CPM state secretariat member Mohammad Salim said of the continued defeats that the Left has been facing over the last few years: "It's true that a pattern had come up in the 2008 panchayat polls and it has been going on in successive elections…. We have not been able to make any recovery in the last one year of Mamata Banerjee's misrule."
Salim sought solace in the Haldia win. "It at least put a pause on the Trinamul's advance, particularly given the political atmosphere in which we faced the elections there,'' the CPM leader said. In the 2008 rural elections, the Left lost as many as 50 per cent of the 50,000 odd gram panchayat seats and four zilla parishads to Trinamul and the Congress, although there wasn't any alliance between the two parties.

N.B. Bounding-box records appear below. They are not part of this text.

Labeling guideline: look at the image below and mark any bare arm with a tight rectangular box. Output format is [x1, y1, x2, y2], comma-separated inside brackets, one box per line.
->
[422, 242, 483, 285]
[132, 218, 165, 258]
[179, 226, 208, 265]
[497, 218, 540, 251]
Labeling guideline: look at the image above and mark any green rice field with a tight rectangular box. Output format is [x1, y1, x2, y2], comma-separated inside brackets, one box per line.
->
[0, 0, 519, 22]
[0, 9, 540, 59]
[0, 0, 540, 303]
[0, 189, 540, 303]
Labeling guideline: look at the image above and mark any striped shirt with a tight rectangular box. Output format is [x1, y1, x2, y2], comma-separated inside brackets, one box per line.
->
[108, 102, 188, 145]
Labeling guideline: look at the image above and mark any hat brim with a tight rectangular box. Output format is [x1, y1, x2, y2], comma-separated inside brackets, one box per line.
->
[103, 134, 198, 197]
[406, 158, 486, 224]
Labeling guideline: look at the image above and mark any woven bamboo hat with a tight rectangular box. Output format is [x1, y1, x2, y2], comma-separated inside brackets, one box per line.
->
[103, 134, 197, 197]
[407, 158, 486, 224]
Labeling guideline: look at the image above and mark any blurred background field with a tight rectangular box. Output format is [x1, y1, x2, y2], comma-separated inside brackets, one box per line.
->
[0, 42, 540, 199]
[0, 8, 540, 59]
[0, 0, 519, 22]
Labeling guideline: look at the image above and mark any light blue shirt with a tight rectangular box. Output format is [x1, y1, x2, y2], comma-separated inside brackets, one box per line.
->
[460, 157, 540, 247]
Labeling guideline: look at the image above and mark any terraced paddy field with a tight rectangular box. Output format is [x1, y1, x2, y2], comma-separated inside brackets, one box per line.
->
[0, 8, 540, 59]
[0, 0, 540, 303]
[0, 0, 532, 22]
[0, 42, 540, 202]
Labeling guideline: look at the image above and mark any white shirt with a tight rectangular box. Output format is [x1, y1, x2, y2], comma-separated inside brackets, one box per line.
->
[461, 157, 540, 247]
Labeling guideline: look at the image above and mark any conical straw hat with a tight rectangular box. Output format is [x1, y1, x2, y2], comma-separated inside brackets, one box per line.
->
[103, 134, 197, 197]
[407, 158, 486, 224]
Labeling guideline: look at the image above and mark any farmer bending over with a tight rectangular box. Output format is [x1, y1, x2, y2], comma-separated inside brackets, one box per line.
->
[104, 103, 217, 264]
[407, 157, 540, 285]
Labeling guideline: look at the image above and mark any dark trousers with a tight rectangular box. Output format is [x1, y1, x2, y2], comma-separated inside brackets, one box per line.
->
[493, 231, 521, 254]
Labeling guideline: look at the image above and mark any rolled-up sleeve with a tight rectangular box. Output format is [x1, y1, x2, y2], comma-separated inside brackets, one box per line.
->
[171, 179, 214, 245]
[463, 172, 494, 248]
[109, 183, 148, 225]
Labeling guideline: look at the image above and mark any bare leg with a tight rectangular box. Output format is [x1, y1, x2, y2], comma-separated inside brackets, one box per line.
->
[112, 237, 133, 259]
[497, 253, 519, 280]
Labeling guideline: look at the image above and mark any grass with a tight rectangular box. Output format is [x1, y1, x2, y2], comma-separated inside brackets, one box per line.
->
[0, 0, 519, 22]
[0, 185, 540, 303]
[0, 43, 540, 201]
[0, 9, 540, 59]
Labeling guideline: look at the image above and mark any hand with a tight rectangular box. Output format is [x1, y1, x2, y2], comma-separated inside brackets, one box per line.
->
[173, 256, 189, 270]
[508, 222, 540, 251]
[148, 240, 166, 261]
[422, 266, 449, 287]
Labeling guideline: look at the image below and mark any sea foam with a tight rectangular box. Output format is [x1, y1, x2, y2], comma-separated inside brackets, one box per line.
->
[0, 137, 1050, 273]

A repeat performance unfolded in the 2010 municipal elections when, again without any alliance between Trinamul and the Congress, the Left's tally came down from 60 to 17 of the 81 civic bodies that went to the polls then. Results of this municipal poll reaffirm Trinamul's unrelenting march forward, that too without having the Congress as an electoral partner, while the Left continues to flounder in defeat. Buoyed by the success, Trinamul claimed it was toying with the idea of "going it alone" in the next elections. "We have won these civic bodies single-handed and can contest polls alone in the future," said  Mukul Roy, the Trinamul all-India general secretary. A CPM leader said although there was "discontent" among some sections of the people over certain actions of Mamata, the poll results did not reflect it.

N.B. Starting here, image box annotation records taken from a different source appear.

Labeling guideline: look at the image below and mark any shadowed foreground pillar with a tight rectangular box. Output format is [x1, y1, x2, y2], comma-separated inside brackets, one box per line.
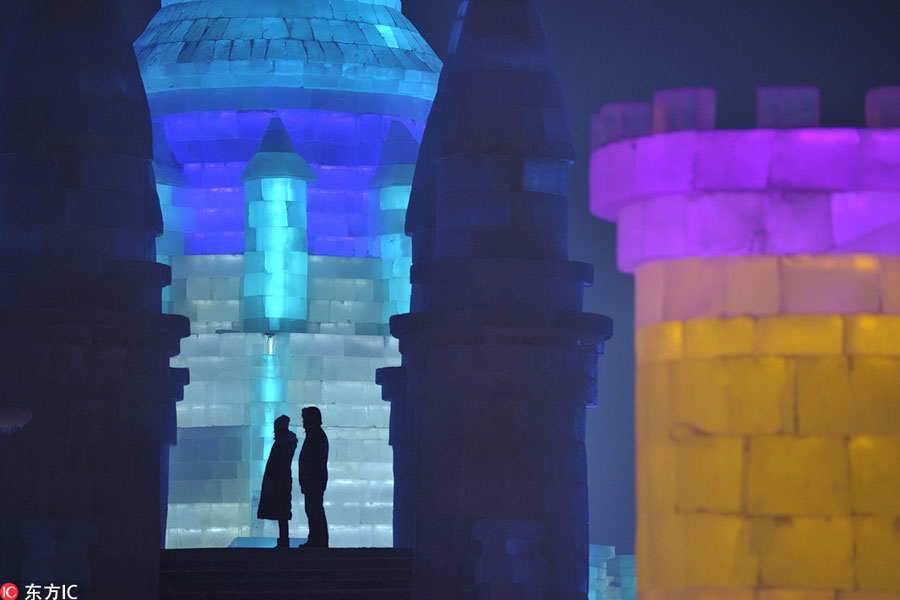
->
[591, 88, 900, 600]
[0, 0, 188, 600]
[387, 0, 612, 600]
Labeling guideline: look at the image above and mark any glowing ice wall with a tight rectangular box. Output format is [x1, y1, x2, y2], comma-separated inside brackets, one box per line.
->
[591, 88, 900, 600]
[135, 0, 441, 547]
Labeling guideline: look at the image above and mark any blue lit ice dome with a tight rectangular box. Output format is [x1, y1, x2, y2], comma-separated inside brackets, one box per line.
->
[135, 0, 441, 548]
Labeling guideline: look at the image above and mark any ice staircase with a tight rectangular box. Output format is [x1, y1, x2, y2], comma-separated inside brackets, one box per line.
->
[159, 548, 412, 600]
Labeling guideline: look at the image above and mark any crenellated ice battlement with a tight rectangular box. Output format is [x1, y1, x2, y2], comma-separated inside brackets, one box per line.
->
[590, 87, 900, 271]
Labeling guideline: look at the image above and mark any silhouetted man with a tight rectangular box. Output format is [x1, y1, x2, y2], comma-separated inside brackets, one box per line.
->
[256, 415, 297, 548]
[297, 406, 328, 548]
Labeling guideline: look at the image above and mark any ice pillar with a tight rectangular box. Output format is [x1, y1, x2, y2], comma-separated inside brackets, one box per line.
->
[591, 88, 900, 600]
[0, 0, 188, 600]
[389, 0, 611, 600]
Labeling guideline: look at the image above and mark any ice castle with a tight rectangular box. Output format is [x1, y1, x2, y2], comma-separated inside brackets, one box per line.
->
[135, 0, 441, 547]
[590, 88, 900, 600]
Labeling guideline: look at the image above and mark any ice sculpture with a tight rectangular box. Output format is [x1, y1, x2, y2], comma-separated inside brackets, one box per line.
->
[591, 88, 900, 600]
[135, 0, 441, 547]
[0, 0, 188, 600]
[379, 0, 612, 600]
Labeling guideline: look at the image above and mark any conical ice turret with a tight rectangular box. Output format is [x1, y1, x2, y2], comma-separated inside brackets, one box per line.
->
[0, 0, 187, 600]
[385, 0, 612, 600]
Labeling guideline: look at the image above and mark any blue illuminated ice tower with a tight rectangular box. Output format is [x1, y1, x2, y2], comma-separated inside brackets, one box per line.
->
[0, 0, 188, 600]
[135, 0, 441, 547]
[379, 0, 612, 600]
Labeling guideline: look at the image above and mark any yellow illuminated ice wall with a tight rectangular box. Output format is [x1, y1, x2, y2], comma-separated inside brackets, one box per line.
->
[591, 88, 900, 600]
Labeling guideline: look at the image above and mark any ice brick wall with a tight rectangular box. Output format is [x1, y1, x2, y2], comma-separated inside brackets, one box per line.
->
[135, 0, 441, 547]
[167, 333, 399, 548]
[591, 88, 900, 599]
[0, 0, 187, 600]
[390, 0, 612, 600]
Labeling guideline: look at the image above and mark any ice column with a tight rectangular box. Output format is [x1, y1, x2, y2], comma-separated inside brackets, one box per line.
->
[591, 88, 900, 600]
[382, 0, 611, 600]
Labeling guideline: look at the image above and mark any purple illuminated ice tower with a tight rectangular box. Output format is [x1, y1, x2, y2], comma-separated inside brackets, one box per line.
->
[591, 88, 900, 600]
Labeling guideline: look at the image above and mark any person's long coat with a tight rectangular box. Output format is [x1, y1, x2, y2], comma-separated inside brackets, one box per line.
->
[256, 431, 297, 521]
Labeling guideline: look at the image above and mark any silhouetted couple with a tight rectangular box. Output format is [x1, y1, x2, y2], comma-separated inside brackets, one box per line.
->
[256, 406, 328, 548]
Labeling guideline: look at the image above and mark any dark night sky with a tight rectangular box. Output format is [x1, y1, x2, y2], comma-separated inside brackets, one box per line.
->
[0, 0, 900, 553]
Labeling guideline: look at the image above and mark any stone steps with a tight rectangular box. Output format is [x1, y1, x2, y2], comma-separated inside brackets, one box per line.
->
[159, 548, 412, 600]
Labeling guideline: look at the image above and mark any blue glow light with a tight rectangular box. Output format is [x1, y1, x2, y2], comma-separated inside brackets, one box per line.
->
[135, 0, 441, 547]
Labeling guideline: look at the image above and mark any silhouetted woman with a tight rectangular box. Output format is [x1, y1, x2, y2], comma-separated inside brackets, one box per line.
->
[256, 415, 297, 548]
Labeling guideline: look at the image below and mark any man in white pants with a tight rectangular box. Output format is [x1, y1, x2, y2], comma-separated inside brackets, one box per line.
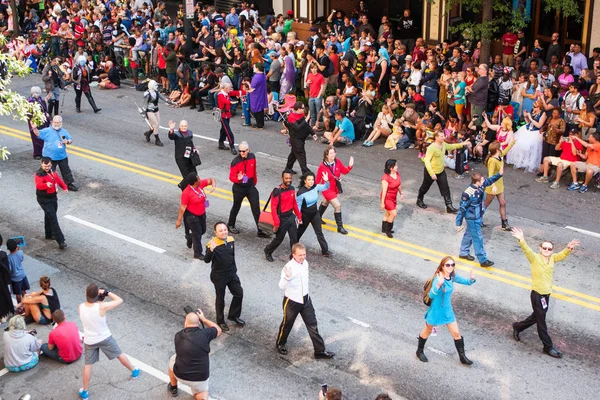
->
[79, 283, 140, 399]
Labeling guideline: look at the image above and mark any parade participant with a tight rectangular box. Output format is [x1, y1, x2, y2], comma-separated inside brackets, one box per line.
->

State Congress general secretary Om Prakash Mishra said the results showed "all's not well". "It may be too early to say that there is disenchantment with Trinamul but there is little doubt that all is not well with the way they are running the show. The results indicate that the three major parties have proportionately distributed the pain and pleasure," Mishra said. Most worrying for the Left, Trinamul has shown that its earlier breach of Red Durgapur was not a flash in the pan. The Left had won the Durgapur Assembly bypoll in 2010 even after its humiliating defeat in the 2009 Lok Sabha elections. However, in the 2011 Assembly polls, the Left trailed in as many as 33 of the 43 wards of the Durgapur municipal corporation and lost both the seats from the steel township.
This time, there hasn't been much of a change in the electoral graph ' the Left has lost in 32 wards after being in power ever since the corporation was formed 15 years ago.
In Panskura, a significant positive for Trinamul has been its ability to get a majority on its own by reducing the Left's tally and wiping out the Congress that has drawn a blank this time. Earlier, Trinamul was forced to form and run the Panskura board with Congress support.